Je n’ai toujours pas oublié le jour où mon père a décidé de me dire la vérité sur ma mère. Cela ne faisait même pas un an et je ne savais pas comment accepter ce que je venais d’apprendre. Je n’arrêtais pas de pleurer.
Je commencerai par dire que mon père et ma mère étaient mariés depuis 17 ans au moment de son décès0. Deux ans après leur mariage, je suis née, leur unique enfant et la préférée de mes grands-parents.
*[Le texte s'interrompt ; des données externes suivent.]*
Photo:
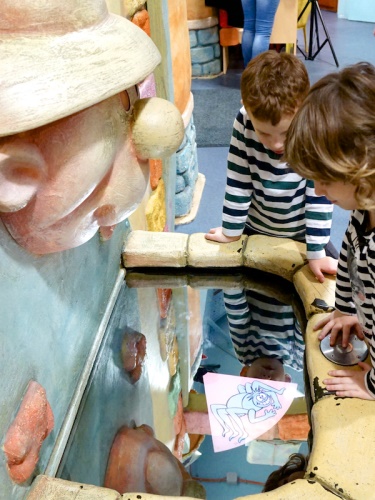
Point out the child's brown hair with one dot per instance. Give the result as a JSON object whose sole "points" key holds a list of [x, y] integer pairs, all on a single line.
{"points": [[274, 85], [332, 136]]}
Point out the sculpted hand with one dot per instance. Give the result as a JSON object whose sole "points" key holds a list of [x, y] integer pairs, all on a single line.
{"points": [[216, 234], [338, 323], [325, 265], [349, 383]]}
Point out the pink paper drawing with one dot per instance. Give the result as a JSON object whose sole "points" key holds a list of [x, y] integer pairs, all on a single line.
{"points": [[241, 408]]}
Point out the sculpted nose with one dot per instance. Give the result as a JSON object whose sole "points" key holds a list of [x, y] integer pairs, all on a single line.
{"points": [[158, 129]]}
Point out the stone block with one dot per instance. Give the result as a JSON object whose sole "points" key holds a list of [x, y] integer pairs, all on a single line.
{"points": [[210, 36], [193, 39], [152, 249], [212, 67], [316, 297], [301, 489], [342, 458], [204, 253], [180, 183], [217, 51], [51, 488], [216, 280], [183, 201], [196, 70], [200, 55], [281, 256], [183, 160]]}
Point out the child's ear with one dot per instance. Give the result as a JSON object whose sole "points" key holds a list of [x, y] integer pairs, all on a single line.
{"points": [[22, 169]]}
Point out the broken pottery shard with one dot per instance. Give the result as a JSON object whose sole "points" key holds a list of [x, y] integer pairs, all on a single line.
{"points": [[25, 436], [139, 462], [133, 352]]}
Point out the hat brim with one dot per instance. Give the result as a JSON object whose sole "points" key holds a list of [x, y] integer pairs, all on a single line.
{"points": [[44, 78]]}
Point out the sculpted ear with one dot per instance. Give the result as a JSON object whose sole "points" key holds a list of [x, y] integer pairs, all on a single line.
{"points": [[22, 169]]}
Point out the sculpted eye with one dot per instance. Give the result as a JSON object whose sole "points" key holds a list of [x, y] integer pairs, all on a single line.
{"points": [[125, 100]]}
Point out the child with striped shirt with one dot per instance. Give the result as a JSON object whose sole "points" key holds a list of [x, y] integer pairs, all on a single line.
{"points": [[332, 140], [263, 195]]}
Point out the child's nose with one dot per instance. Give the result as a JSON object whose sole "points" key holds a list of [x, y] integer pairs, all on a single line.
{"points": [[278, 144]]}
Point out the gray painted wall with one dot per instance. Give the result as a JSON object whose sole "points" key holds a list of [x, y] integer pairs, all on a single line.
{"points": [[51, 308]]}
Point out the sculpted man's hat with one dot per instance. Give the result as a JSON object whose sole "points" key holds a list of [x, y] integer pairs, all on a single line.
{"points": [[58, 57]]}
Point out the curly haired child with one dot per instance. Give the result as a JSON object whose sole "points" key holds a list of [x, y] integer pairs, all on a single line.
{"points": [[332, 141], [263, 195]]}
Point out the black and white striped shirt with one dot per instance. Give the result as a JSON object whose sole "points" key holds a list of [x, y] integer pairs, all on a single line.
{"points": [[355, 281], [269, 197], [262, 326]]}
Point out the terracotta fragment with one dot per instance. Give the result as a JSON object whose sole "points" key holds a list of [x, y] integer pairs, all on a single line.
{"points": [[25, 436]]}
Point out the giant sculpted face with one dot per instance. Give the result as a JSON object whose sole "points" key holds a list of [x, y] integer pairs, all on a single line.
{"points": [[87, 167]]}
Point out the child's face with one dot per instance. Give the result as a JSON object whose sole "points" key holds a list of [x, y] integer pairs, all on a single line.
{"points": [[338, 192], [272, 136]]}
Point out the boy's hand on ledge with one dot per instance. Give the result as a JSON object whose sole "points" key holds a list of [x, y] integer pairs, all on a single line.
{"points": [[349, 383], [325, 265], [338, 323], [216, 234]]}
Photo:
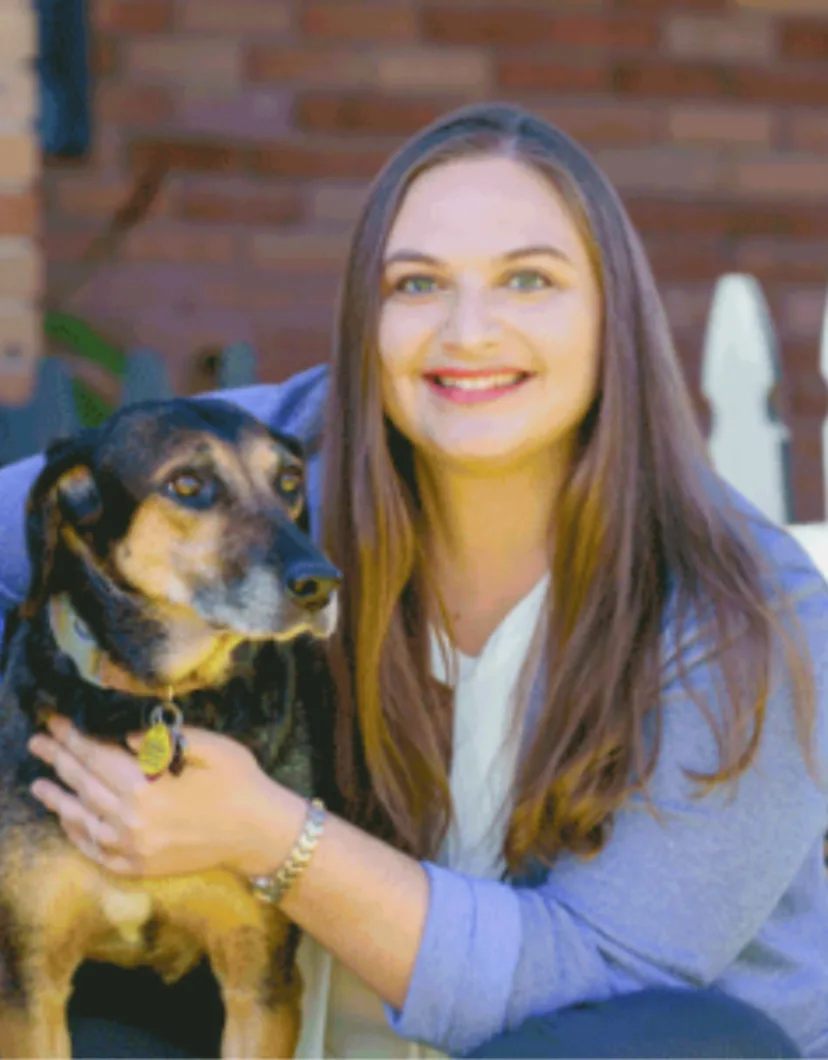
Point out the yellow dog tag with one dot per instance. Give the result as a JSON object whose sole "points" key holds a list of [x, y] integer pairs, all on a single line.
{"points": [[156, 751]]}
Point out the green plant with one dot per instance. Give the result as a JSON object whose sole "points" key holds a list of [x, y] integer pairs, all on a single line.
{"points": [[84, 341]]}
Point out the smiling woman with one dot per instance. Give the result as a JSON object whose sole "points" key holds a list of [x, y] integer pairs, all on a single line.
{"points": [[582, 687]]}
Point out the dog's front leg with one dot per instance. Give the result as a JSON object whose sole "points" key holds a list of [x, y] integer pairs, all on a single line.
{"points": [[262, 996], [33, 1023]]}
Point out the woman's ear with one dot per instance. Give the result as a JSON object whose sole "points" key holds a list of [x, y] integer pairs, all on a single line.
{"points": [[65, 493]]}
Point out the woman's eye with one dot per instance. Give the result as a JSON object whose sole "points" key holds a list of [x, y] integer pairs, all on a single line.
{"points": [[527, 280], [289, 481], [417, 285]]}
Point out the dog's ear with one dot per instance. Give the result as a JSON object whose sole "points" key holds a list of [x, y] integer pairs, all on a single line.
{"points": [[64, 493]]}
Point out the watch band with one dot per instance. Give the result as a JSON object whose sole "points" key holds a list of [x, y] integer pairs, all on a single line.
{"points": [[272, 888]]}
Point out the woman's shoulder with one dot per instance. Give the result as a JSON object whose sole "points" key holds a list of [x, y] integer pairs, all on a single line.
{"points": [[295, 406]]}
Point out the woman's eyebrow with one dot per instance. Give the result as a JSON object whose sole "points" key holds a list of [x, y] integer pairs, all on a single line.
{"points": [[536, 249], [411, 255], [531, 251]]}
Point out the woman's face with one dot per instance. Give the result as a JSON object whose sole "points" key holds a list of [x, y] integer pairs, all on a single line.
{"points": [[490, 324]]}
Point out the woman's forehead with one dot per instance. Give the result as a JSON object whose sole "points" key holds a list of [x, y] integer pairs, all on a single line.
{"points": [[489, 206]]}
Je me souviens souvent en souriant que je demandais à ma mère un frère ou une sœur. Elle se contentait de me rire au nez en me disant que la cigogne s’était cassé la jambe et qu’elle ne ramènerait personne de sitôt.
En grandissant, ma mère s’est éteinte, sa joie de vivre et la lumière dans ses yeux qui m’accompagnaient dans mes premières années ont disparu.
Tout a commencé lorsqu’elle a commencé à avoir trop souvent des maux de tête. Elle s’allongeait et dormait beaucoup. J’avais peur pour elle et je passais beaucoup de temps avec elle. Pendant que ma mère dormait, je pouvais faire mes devoirs ou dessiner.
Malheureusement, mon père était rarement là, il était constamment en voyage d’affaires, et il n’était au courant de l’état de ma mèrequ’en passant.
J’ai eu très peur lorsque j’ai vu ma mère s’évanouir pour la première fois. J’ai rapidement appelé une ambulance qui l’a hospitalisée. J’avais environ 12 ans à l’époque, et c’était la première fois que j’entendais dire que ma mère ne pouvait pas être guérie. Le médecin m’a dit que je devais apprécier chaque moment passé avec elle, car il était impossible de savoir lequel serait le dernier.
J’ai beaucoup pleuré et je n’ai pas pu accepter ce que le médecin avait dit. Je pensais qu’il mentait et qu’il y avait un moyen de s’en sortir, mais je ne savais pas comment.
Après la mort de ma mère, je n’étais plus moi-même. La vie a perdu de sa couleur, mon père a vu mon état dépressif mais ne pouvait rien y faire, alors il est allé voir un psychologue et a pris un long congé. Le psychologue et le temps passé avec mon père m’ont aidé à croire que ma vie n’était pas finie. Quand mon père a vu que j’allais mieux, il a décidé de me parler franchement de ma mère pour la première fois.

Son père était au courant de sa maladie dès les premiers jours de leur rencontre. Sa mère a donc essayé de le “renvoyer pour ne pas gâcher sa vie”, mais la maladie était déjà trop ancrée dans son cœur pour qu’il y renonce. Son père lui a alors promis qu’il serait toujours là pour elle et qu’il ferait tout son possible pour la rendre heureuse jusqu’à son dernier souffle.
On a interdit à ma mère d’accoucher, car cela ne faisait qu’aggraver sa maladie, mais elle ne voulait pas en entendre parler, elle m’attendait et ne voulait pas qu’on lui fasse la moindre allusion à l’interruption de la grossesse. Ma mère a fait promettre à mon père de ne rien me dire, pour que je ne m’inquiète pas et que je ne la plaigne pas. Elle lui a également interdit de refuser des voyages d’affaires pour être auprès d’elle lorsque son état s’aggravait.
Ma mère nous manque encore, à mon père et à moi. C’était une personne intelligente et gentille, et je suis heureuse que Dieu m’ait permis de la côtoyer aussi longtemps. Je ne l’oublierai jamais et j’essaierai de dire à mes enfants à quel point leur grand-mère était une personne merveilleuse, même si c’est peut-être leur grand-père qui le fera en premier.